Le fardeau des cardiopathies ischémiques et des tumeurs malignes au Québec et dans les autres régions canadiennes
Les cardiopathies ischémiques et les tumeurs malignes figurent parmi les principales causes de mortalité au Canada et dans les provinces canadiennes en 2000-2002 (Statistique Canada et Institut canadien d'information sur la santé, 2008). Au Québec, ces causes représentent respectivement 18,0 % et 33,4 % de l'ensemble des décès. Au cours de cette même période, le Québec se situe au second rang des dix provinces canadiennes pour les cardiopathies ischémiques, avec un taux ajusté de mortalité de 103 pour 100 000, et au huitième rang pour les tumeurs malignes, avec un taux ajusté de 195 pour 100 000 (Institut national de santé publique du Québec [INSPQ], 2008). C'est la Colombie-Britannique qui affiche les taux de mortalité les plus faibles au Canada pour ces deux causes.

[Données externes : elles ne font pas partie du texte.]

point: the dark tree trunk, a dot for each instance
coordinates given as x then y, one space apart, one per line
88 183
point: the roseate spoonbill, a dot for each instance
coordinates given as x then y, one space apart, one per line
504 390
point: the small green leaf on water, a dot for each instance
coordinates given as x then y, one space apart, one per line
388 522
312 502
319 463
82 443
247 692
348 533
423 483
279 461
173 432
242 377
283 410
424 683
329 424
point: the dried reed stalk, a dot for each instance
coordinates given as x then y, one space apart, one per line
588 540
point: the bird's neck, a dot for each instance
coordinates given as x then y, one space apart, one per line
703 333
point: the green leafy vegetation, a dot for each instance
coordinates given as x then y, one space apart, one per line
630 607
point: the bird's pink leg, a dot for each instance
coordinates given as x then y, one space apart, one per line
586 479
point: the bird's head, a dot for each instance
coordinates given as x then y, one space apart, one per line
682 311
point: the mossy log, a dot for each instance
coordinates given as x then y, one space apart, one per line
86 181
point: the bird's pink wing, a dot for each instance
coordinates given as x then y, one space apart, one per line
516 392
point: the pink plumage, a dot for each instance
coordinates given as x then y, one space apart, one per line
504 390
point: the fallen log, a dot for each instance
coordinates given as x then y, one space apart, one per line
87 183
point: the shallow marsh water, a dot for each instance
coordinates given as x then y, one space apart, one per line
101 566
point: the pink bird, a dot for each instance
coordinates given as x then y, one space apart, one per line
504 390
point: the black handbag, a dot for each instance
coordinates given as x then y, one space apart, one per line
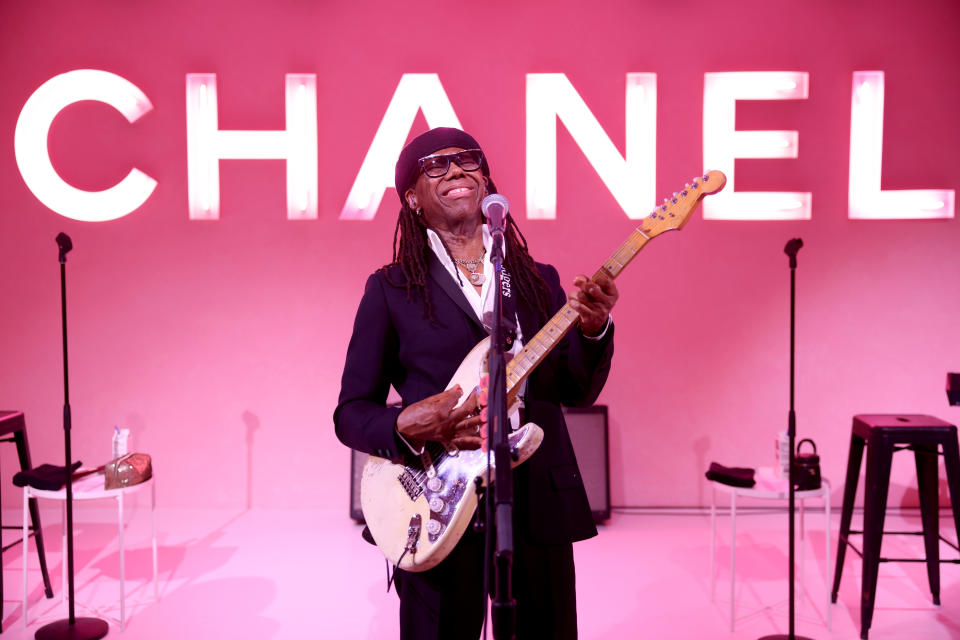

Afin de mieux comprendre l'impact de certaines maladies chroniques sur la santé, dont les cardiopathies ischémiques et les tumeurs malignes, Martel et Choinière (2007) ont mesuré, au Québec, pour la période de 2000 à 2003, le fardeau associé à ces maladies à l'aide de l'espérance de vie ajustée en fonction de l'état de santé en l'absence d'une maladie1. Les résultats ont démontré que ce sont les cardiopathies ischémiques et des tumeurs malignes qui, lorsqu'éliminées, engendreraient les gains en années vécues et en années vécues en santé les plus importants au cours de la période étudiée. Nous ignorons cependant si les gains obtenus en éliminant ces deux maladies seraient plus importants au Québec qu'ailleurs au Canada puisqu'à notre connaissance, le fardeau relié aux cardiopathies ischémiques et aux tumeurs malignes n'a jamais été comparé entre les provinces.
Dans ce contexte, nous proposons d'estimer le fardeau relié aux cardiopathies ischémiques et aux tumeurs malignes au Québec et dans les autres régions canadiennes. Notre approche repose sur l'utilisation de deux indicateurs, l'espérance de vie et l'espérance de vie ajustée en fonction de l'état de santé, calculés pour l'ensemble des causes et en l'absence de chacune de ces deux maladies. Ces deux indicateurs permettent d'examiner, sous l'angle de la durée de vie ainsi que de la qualité de vie, le rang qu'occupe chacune des régions canadiennes pour les cardiopathies ischémiques et les tumeurs malignes. Par ailleurs, les Québécois ont tendance à percevoir leur santé de façon plus positive que les Canadiens (INSPQ et ministère de la Santé et des Services sociaux du Québec [MSSS] en collaboration avec l'Institut de la statistique du Québec [ISQ], 2006a; Dunstan, 2003; Bordeleau et Traoré, 2007). On peut donc se demander quel est l‘impact réel de cette déclaration positive lorsque l'on compare les valeurs du Québec à celles des autres régions canadiennes à partir de l'espérance de vie ajustée en fonction de l'état de santé. Cette perception plus positive pourrait-elle créer un biais affectant le positionnement du Québec au sein du Canada en ce qui concerne le fardeau de ces maladies? C'est également un des objectifs visés par cette étude.
Dans les sections qui suivent, nous décrivons les données et la méthodologie utilisées. Puis, nous présentons les résultats et les discutons en tenant compte des limites associées à la méthodologie retenue. Finalement, à partir des résultats obtenus, nous tentons de mieux comprendre la position du Québec, en ce qui concerne les cardiopathies ischémiques et les tumeurs malignes, en établissant des comparaisons avec les autres régions canadiennes.
1L'espérance de vie ajustée en fonction de l'état de santé en l'absence d'une maladie permet d'examiner l'impact d'une maladie sur la durée de vie (composante mortalité) et sur la qualité de vie (composante morbidité) des personnes qui en sont atteintes. En comparaison, l'espérance de vie en l'absence d'une cause permet de tenir compte uniquement de l'effet qu'a cette cause sur la composante mortalité. De façon plus générale, nous utiliserons le terme « espérance de santé » pour désigner les indicateurs qui permettent de considérer à la fois les deux composantes.